Il était naturel qu’une femme sorte son sein pour rassasier un bébé qui hurlait de faim, en l’absence de sa mère. Une générosité inconcevable aujourd’hui.
Les mamans limitent la durée de l’allaitement, car les médecins déconseillent l’allaitement prolongé. Quand les femmes travaillent, elles ne peuvent rester accrochées à leur enfant toute la journée.
Le lait artificiel a libéré les mamans, surtout celles qui travaillaient hors du foyer. Certaines pompent le lait de leurs seins et le gardent au frigidaire pour nourrir l’enfant pendant leur absence. D’autres, malheureusement, refusent d’allaiter ou sèvrent précocement pour être libres et conserver une belle poitrine.
Si aujourd’hui l’allaitement est une affaire individuelle, avant, c’était l’affaire de la communauté qui veille à ce que les nouveau-nés ne meurent pas de faim ou de faiblesse.
Mais attention! Selon le Coran, les enfants allaités par la même femme deviennent frères et sœurs de lait. Ils deviennent comme ses enfants et ne peuvent épouser les personnes qui sont interdites à ses enfants: nièce, oncle, tante… En dialecte marocain, on dit que la femme devient rdhi’tou, sa mère dans la lactation, et ses enfants deviennent khoutu mène rdh’âa, frères et sœurs dans la lactation.
Il est interdit à un homme d’épouser sa mère de lait et à une femme d’épouser le mari de sa mère de lait. Le Coran dit: «Vous sont interdites: vos mères qui vous ont allaités, vos sœurs de lait». Leur relation serait incestueuse, comme pour des frères et sœurs de sang.

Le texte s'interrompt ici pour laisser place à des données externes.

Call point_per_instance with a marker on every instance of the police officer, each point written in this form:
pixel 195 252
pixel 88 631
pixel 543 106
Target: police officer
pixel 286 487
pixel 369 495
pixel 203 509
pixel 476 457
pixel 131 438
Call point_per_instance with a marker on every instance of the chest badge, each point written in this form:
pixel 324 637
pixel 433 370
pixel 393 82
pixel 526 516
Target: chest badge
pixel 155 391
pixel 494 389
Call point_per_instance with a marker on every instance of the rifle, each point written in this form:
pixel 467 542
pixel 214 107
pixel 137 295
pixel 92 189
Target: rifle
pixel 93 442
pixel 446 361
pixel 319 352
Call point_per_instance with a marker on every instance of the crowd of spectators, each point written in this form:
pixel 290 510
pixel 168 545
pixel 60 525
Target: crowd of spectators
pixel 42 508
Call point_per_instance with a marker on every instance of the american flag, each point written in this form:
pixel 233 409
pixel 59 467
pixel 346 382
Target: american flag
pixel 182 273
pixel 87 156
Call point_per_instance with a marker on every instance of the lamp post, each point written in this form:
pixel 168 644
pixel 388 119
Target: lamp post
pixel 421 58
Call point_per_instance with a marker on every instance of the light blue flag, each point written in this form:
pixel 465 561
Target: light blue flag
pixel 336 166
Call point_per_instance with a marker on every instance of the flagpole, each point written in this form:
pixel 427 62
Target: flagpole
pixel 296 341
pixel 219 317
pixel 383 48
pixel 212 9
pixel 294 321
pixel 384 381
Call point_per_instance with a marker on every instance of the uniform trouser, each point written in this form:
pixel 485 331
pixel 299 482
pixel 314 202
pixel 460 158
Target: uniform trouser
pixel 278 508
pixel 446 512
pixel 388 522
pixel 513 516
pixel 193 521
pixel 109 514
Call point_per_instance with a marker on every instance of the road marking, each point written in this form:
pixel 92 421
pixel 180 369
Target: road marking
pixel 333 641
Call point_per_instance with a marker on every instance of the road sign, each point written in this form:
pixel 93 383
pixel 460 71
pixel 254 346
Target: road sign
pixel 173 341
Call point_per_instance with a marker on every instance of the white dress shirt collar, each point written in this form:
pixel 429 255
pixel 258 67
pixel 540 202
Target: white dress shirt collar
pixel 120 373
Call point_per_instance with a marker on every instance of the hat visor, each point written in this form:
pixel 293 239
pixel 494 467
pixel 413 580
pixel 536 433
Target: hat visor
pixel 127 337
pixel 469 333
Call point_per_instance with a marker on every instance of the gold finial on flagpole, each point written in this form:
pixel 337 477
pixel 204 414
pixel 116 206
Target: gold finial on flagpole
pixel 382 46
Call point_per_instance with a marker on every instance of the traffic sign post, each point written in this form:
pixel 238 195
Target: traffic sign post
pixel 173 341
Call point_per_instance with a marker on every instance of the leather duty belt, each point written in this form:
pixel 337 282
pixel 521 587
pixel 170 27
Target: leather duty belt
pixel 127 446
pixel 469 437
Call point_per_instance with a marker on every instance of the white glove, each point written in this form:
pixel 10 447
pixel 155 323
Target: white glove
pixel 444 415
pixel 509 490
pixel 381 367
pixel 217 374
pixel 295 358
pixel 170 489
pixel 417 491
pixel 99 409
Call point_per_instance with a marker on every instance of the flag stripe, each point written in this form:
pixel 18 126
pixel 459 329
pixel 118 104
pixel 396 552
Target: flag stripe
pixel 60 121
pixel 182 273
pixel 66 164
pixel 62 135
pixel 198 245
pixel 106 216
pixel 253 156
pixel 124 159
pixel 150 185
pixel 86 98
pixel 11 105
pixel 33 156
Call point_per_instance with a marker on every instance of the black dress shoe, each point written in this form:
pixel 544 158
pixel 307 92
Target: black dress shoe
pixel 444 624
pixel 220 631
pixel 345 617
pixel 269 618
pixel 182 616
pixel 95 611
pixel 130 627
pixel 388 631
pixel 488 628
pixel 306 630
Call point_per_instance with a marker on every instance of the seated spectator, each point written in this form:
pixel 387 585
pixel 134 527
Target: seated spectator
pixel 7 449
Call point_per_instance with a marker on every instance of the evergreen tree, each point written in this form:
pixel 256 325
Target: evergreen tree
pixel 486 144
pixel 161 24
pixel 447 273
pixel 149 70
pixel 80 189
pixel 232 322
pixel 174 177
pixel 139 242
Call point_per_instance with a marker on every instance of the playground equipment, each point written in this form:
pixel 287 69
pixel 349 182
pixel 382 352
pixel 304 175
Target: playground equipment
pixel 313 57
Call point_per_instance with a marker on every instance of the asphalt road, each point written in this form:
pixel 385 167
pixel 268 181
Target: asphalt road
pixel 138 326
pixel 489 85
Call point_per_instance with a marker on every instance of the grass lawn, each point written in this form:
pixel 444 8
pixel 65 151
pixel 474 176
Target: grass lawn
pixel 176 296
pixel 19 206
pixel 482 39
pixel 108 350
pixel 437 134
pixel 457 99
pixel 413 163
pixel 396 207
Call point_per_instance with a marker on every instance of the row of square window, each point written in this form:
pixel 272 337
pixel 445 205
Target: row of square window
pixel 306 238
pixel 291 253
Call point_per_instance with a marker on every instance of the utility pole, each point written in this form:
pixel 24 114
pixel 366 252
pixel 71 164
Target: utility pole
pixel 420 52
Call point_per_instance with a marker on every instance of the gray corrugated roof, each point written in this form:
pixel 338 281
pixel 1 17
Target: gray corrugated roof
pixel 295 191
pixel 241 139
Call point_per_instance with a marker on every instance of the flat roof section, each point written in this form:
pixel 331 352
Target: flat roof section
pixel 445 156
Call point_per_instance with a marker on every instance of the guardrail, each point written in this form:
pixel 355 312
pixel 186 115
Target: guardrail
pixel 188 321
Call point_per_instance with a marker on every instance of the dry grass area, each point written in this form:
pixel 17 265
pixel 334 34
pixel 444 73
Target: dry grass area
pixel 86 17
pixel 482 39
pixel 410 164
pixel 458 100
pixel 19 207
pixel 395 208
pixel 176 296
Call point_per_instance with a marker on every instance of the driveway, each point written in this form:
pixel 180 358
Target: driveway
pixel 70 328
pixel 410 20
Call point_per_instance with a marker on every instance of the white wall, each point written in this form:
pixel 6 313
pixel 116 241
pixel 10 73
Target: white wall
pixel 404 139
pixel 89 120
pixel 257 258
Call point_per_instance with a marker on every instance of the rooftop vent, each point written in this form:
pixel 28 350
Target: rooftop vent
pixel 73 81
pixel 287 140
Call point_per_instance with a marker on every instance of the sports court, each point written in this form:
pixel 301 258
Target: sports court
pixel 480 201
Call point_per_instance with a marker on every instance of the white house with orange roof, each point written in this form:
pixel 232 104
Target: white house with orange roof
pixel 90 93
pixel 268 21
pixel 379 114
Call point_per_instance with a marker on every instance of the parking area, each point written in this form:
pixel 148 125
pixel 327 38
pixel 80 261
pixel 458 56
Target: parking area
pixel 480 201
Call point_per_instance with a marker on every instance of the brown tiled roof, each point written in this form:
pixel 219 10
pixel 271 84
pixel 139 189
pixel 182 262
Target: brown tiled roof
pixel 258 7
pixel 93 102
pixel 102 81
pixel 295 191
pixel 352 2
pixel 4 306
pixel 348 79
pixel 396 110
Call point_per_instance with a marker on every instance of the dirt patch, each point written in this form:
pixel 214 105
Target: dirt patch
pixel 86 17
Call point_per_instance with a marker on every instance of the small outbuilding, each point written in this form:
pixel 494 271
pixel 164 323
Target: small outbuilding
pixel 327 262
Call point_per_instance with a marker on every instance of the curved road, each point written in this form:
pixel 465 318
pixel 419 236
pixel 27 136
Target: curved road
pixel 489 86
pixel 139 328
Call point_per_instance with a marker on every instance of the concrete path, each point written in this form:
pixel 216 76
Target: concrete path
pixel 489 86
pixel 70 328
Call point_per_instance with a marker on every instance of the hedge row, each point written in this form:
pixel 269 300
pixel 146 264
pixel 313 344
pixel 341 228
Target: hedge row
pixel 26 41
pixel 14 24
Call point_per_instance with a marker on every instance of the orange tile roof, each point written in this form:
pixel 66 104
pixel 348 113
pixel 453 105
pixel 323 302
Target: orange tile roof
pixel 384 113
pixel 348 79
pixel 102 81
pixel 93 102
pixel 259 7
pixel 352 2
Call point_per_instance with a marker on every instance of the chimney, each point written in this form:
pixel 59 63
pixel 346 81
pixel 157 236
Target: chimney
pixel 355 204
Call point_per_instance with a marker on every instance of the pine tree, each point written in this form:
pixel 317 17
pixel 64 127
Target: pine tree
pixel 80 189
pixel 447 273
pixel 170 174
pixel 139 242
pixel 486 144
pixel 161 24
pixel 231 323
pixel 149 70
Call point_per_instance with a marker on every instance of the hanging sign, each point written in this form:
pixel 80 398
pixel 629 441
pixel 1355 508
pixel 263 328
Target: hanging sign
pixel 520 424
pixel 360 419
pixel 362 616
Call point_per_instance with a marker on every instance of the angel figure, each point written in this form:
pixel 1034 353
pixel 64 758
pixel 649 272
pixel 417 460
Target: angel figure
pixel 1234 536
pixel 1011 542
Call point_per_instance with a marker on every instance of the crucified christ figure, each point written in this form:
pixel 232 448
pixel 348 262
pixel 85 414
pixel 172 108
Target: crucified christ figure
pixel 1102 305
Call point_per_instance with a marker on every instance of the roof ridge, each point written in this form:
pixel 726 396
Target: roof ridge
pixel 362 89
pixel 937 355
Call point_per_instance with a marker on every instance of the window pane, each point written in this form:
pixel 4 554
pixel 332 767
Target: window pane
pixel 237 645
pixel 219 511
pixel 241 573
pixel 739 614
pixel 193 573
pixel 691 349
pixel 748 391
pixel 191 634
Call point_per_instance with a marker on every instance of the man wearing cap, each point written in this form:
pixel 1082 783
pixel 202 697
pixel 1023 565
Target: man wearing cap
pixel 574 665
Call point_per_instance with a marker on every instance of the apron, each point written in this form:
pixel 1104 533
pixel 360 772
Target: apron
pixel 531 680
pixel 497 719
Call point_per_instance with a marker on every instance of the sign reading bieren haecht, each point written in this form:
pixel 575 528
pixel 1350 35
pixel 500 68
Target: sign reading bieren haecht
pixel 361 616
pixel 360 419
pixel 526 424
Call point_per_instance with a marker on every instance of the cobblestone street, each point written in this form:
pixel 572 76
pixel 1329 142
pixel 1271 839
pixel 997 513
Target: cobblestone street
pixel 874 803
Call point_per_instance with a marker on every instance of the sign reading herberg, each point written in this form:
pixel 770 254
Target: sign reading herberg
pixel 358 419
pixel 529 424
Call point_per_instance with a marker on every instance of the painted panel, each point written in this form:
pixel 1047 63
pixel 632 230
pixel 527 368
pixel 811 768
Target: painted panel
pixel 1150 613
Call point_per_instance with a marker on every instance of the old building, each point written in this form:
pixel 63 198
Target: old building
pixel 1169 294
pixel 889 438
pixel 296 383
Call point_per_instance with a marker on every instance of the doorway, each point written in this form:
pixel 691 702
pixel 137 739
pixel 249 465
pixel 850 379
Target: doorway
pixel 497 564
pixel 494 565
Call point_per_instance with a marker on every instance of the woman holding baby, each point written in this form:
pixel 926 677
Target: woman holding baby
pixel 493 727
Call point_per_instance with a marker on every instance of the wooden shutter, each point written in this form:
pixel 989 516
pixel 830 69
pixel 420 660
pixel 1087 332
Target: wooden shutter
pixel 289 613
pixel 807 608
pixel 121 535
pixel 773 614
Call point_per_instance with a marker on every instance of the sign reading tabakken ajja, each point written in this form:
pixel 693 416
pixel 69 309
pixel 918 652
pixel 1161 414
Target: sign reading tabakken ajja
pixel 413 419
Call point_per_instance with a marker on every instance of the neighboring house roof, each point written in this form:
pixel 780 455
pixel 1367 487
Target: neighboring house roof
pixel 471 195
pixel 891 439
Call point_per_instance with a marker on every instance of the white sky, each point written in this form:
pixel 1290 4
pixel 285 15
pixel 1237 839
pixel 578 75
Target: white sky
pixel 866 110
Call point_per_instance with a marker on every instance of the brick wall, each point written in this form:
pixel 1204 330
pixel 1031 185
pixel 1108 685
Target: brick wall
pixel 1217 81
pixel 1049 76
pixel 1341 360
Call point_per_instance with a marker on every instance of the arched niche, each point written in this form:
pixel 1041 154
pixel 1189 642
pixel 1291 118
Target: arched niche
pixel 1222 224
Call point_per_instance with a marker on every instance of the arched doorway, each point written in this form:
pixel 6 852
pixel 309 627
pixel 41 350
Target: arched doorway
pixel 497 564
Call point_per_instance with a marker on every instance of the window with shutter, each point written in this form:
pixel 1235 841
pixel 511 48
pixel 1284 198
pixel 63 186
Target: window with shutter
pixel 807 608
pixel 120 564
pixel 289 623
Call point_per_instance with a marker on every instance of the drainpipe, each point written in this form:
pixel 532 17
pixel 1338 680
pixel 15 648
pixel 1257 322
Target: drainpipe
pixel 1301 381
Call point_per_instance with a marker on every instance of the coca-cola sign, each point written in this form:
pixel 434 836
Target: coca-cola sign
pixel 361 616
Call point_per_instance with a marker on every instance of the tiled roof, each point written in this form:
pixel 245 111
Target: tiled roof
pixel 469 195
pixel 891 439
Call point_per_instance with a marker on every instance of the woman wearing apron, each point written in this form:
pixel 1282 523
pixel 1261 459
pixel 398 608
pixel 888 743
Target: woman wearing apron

Maintenant, comment définir un allaitement? Les religieux ne sont pas d’accord. Pour les Malékites que nous sommes, et pour les Hanéfites, il suffit d’une seule tétée pour que le lait atteigne la gorge. Pour les Chaféites et les Hanbalites, il faut au moins cinq tétées.
Pour certains religieux, l’allaitement ne produit d’interdit que s’il a lieu au maximum à deux ans, suivant la recommandation du Coran d’allaiter deux ans. Après deux ans, certains considèrent que l’enfant ne va pas téter réellement, car il est déjà sevré, suivant un hadith du Prophète: «L’allaitement ne prohibe ce qui est prohibé par la parenté que s’il est rassasiant et a lieu avant le sevrage» (Attarmidi).
L’interdit de mariage ne concerne que l’enfant allaité, ses enfants et sa descendance, mais non sa fratrie. Le frère de l’enfant allaité peut épouser la fille de la nourrice. La fille de la nourrice peut épouser le frère de l’enfant allaité. L’interdiction concerne uniquement l’enfant allaité.
L’allaitement pouvait se faire intentionnellement par les mères. Ce que j’ai vu dans une famille à Rbat Lahjère, près de Zagora. Une maison abritait le patriarche avec ses six fils, tous mariés. Dès la naissance de ses petits-enfants, le patriarche désigne qui va épouser qui. Les mères, pour protéger leurs filles des tentations sexuelles entre cousins, allaitent ensemble les nourrissons qui ne sont pas destinés à se marier. Très tôt, elles informaient leurs enfants qu’ils sont frères et sœurs de lait et donc intouchables!
Les frères et sœurs de lait sont nombreux au Maroc. Beaucoup ont des frères et sœurs de lait de confession juive. Mais ces interdits n’existent ni dans le Christianisme ni dans le Judaïsme.
Si cette pratique était vitale, aujourd’hui elle disparaît.